The Chinese government, keen to promote Shanghai’s soft power nationally and internationally, has invested in local artists by providing studio space in officially designated creative zones, commissioning public artworks, and sponsoring exhibitions in state-run museums. Sometimes such investments result in art that appears blatantly propagandistic, basically churning out artworks as civic advertisements. Yet, when artists are granted space, time, financial support, and at least a modicum of freedom, they often yield beautifully interesting, arresting, critical, and contemplative results. In Shanghai, as elsewhere in the world, finance and art frequently converge quite literally in one place. Seen, for instance, in the Shanghai Minsheng Art Museum, established by China Minsheng Bank, and Shanghai’s K11 Art Mall.

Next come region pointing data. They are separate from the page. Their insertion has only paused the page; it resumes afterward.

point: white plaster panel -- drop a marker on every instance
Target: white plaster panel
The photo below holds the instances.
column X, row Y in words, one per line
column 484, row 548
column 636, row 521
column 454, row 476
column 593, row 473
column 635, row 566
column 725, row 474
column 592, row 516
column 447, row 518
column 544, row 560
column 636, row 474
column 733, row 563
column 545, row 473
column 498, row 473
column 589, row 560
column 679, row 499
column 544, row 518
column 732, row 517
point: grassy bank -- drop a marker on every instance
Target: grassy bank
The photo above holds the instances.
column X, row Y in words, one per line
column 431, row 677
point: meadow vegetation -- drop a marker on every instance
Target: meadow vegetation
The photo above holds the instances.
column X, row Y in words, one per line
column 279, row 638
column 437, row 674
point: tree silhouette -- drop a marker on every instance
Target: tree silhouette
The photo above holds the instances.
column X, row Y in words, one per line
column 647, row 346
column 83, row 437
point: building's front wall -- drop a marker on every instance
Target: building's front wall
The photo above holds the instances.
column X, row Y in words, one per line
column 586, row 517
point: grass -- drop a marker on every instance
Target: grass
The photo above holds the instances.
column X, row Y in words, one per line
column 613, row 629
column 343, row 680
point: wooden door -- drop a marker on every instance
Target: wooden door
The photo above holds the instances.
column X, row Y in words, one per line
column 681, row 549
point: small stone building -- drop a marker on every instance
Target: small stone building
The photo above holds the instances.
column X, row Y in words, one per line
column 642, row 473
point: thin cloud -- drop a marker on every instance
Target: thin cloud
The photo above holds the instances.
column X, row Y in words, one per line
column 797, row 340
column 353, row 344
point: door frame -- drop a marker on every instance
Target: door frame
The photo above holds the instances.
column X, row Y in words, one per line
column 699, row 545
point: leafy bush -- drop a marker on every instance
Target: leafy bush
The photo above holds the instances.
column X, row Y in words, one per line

While I remain sceptical of large-scale, government-sponsored art biennials, this past year during the pandemic has made me acutely aware of their potential benefits and what we stand to lose without them
As I argue in Above Sea, private spaces, such as the art gallery in the Bottega Veneta shop in Shanghai, unencumbered from governmental restrictions, have been able to feature some of the city’s most experimental and edgy art. At the same time, private and governmental support often go hand in hand in China, and we also witness interesting artists benefitting from both state and corporate support. For example, the artist Liu Jianhua, who I discuss at length in my book, has produced easily digestible commissions for private corporations, as well as government-sponsored public art, which, in turn, help support his more probing projects that ruminate on the promises and pitfalls of globalisation.
You juxtapose that while government officials promote Shanghai’s contemporary art scene, they are also increasingly seeking to dictate that art through control of the display mechanism (i.e. what goes into galleries and museums) and encouraging artist self-censorship. Can a genuine local art scene emerge in Shanghai given this scenario, or is it all just ultimately a façade?
I believe a genuine local art scene can emerge under almost any conditions, including this push and pull with governmental forces and self-censorship, which is inescapable in China today. I found the documentary Sky Ladder, about the art of Cai Guo Qiang, quite revelatory in this regard. As I discuss in my book, Chinese-born and currently US-based artist Cai has produced large-scale public art commissions for the Chinese government, including the spectacular fireworks display over the Huangpu River for the 2001 APEC conference in Shanghai. Simultaneously, the artist creates critical projects that call audiences’ attention to pressing, intentionally hidden social issues, such as the undervalued importance of migrant labour in fuelling Shanghai’s urban development.
Watching Cai Guo Qiang’s difficult negotiations with the Chinese government in completing public art commissions, and how these commissions ultimately helped support his very personal, localised dream of exploding a ladder into the sky in his home village, made me extra sympathetic to the pressures Chinese artists endure. While governments, as well as purely commercial enterprises, frequently exploit art in order to erect shiny façades, we can still find, beneath these veneers if we look hard enough, critical, experimental, quixotic, funny, surreal, and dreamy projects – the stuff that constitutes a genuine local art scene.